Creating tables

From data in memory

From a list of lists.

column_names = ['letter', 'number']
column_types = [agate.Text(), agate.Number()]

rows = [
    ('a', 1),
    ('b', 2),
    ('c', None)
]

table = agate.Table(rows, column_names, column_types)

From a list of dictionaries.

rows = [
    dict(letter='a', number=1),
    dict(letter='b', number=2),
    dict(letter='c', number=None)
]

table = agate.Table.from_object(rows)

From a CSV

By default, loading a table from a CSV will use agate’s builtin TypeTester to infer column types:

table = agate.Table.from_csv('filename.csv')

Override type inference

In some cases agate’s TypeTester may guess incorrectly.

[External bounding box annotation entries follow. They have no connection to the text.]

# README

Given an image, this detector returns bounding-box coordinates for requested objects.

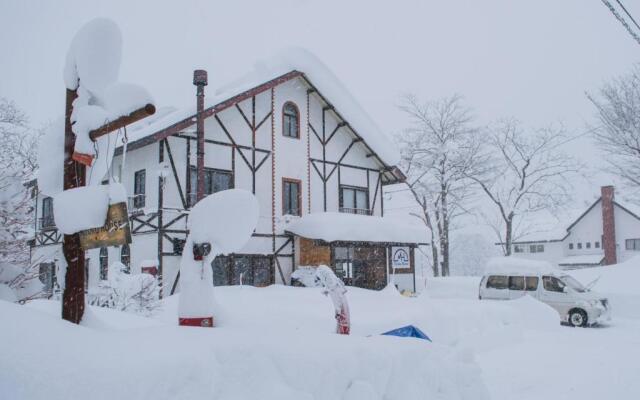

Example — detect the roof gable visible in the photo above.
[119,49,404,173]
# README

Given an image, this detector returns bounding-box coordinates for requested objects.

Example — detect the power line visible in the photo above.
[616,0,640,29]
[601,0,640,44]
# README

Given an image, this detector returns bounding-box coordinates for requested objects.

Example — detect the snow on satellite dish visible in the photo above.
[178,189,259,326]
[189,189,259,254]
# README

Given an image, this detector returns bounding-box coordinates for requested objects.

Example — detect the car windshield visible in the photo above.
[560,275,587,293]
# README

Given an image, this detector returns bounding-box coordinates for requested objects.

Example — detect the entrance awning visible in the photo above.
[285,212,428,244]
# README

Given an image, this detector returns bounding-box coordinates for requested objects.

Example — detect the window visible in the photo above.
[525,276,540,292]
[38,262,56,295]
[100,247,109,281]
[282,101,300,139]
[120,244,131,274]
[333,247,354,284]
[282,178,302,215]
[624,239,640,251]
[133,169,147,208]
[529,244,544,253]
[542,276,564,293]
[509,276,524,290]
[487,275,509,289]
[40,197,55,229]
[189,165,233,205]
[340,186,370,215]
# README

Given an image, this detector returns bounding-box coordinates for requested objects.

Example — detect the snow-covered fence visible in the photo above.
[88,262,161,316]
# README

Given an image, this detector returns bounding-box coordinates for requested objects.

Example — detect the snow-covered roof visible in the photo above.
[613,199,640,219]
[513,197,640,244]
[285,212,428,243]
[558,254,604,265]
[485,256,561,275]
[120,48,400,166]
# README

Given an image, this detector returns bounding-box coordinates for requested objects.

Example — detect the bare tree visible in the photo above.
[469,119,580,256]
[587,64,640,195]
[397,95,483,276]
[0,98,43,298]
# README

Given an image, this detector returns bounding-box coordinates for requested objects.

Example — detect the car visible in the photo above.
[478,260,611,327]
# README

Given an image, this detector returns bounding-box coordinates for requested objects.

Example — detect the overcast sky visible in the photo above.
[0,0,640,201]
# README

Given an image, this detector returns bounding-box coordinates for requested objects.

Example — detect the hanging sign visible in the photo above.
[391,246,411,269]
[78,202,131,250]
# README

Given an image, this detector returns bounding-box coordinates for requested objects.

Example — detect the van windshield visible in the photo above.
[560,275,587,293]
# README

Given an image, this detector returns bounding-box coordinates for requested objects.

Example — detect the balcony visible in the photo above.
[38,215,56,231]
[340,207,372,215]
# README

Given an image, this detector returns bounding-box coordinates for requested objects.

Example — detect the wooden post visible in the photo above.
[62,89,85,324]
[193,69,208,201]
[62,89,156,324]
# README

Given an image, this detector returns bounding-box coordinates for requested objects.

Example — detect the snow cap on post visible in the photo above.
[38,117,64,196]
[64,18,122,93]
[193,69,209,86]
[188,189,259,255]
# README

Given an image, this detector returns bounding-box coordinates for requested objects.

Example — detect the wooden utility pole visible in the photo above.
[62,89,86,324]
[191,69,208,206]
[62,89,156,324]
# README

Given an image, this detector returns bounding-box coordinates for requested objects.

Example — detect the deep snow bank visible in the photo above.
[0,300,487,400]
[569,257,640,319]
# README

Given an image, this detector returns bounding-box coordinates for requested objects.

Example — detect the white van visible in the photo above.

To override the type for some columns and use TypeTester for the rest, pass a dictionary to the column_types argument.

specified_types = {
    'column_name_one': agate.Text(),
    'column_name_two': agate.Number()
}

table = agate.Table.from_csv('filename.csv', column_types=specified_types)

This will use a generic TypeTester and override your specified columns with TypeTester.force.

Limit type inference

For large datasets TypeTester may be unreasonably slow. In order to limit the amount of data it uses you can specify the limit argument. Note that if data after the limit invalidates the TypeTester’s inference you may get errors when the data is loaded.

tester = agate.TypeTester(limit=100)

table = agate.Table.from_csv('filename.csv', column_types=tester)

Manually specify columns

If you know the types of your data you may find it more efficient to manually specify the names and types of your columns. This also gives you an opportunity to rename columns when you load them.

text_type = agate.Text()
number_type = agate.Number()

column_names = ['city', 'area', 'population']
column_types = [text_type, number_type, number_type]

table = agate.Table.from_csv('population.csv', column_names, column_types)

Or, you can use this method to load data from a file that does not have a header row:

table = agate.Table.from_csv('population.csv', column_names, column_types, header=False)

From a unicode CSV

You don’t have to do anything special. It just works!

From a latin1 CSV

table = agate.Table.from_csv('census.csv', encoding='latin1')

From a semicolon delimited CSV

Normally, agate will automatically guess the delimiter of your CSV, but if that guess fails you can specify it manually:

table = agate.Table.from_csv('filename.csv', delimiter=';')

From a TSV (tab-delimited CSV)

This is the same as the previous example, but in this case we specify that the delimiter is a tab:

table = agate.Table.from_csv('filename.csv', delimiter='\t')

From JSON

table = agate.Table.from_json('filename.json')

From newline-delimited JSON

table = agate.Table.from_json('filename.json', newline=True)

From a SQL database

Use the agate-sql extension.

import agatesql

agatesql.patch()

table = agate.Table.from_sql('postgresql:///database', 'input_table')

From an Excel spreadsheet

Use the agate-excel extension. It supports both .xls and .xlsx files.

import agateexcel

agateexcel.patch()

table = agate.Table.from_xls('test.xls', sheet='data')

table2 = agate.Table.from_xlsx('test.xlsx', sheet='data')

From a DBF table

DBF is the file format used to hold tabular data for ArcGIS shapefiles. agate-dbf extension.

import agatedbf

agatedbf.patch()

table = agate.Table.from_dbf('test.dbf')

From a remote file

Use the agate-remote extension.

import agateremote

agateremote.patch()

table = agate.Table.from_url('https://raw.githubusercontent.com/onyxfish/agate/master/examples/test.csv')

agate-remote also let’s you create an Archive, which is a reference to a group of tables with a known path structure.

archive = agateremote.Archive('https://github.com/vincentarelbundock/Rdatasets/raw/master/csv/')

table = archive.get_table('sandwich/PublicSchools.csv')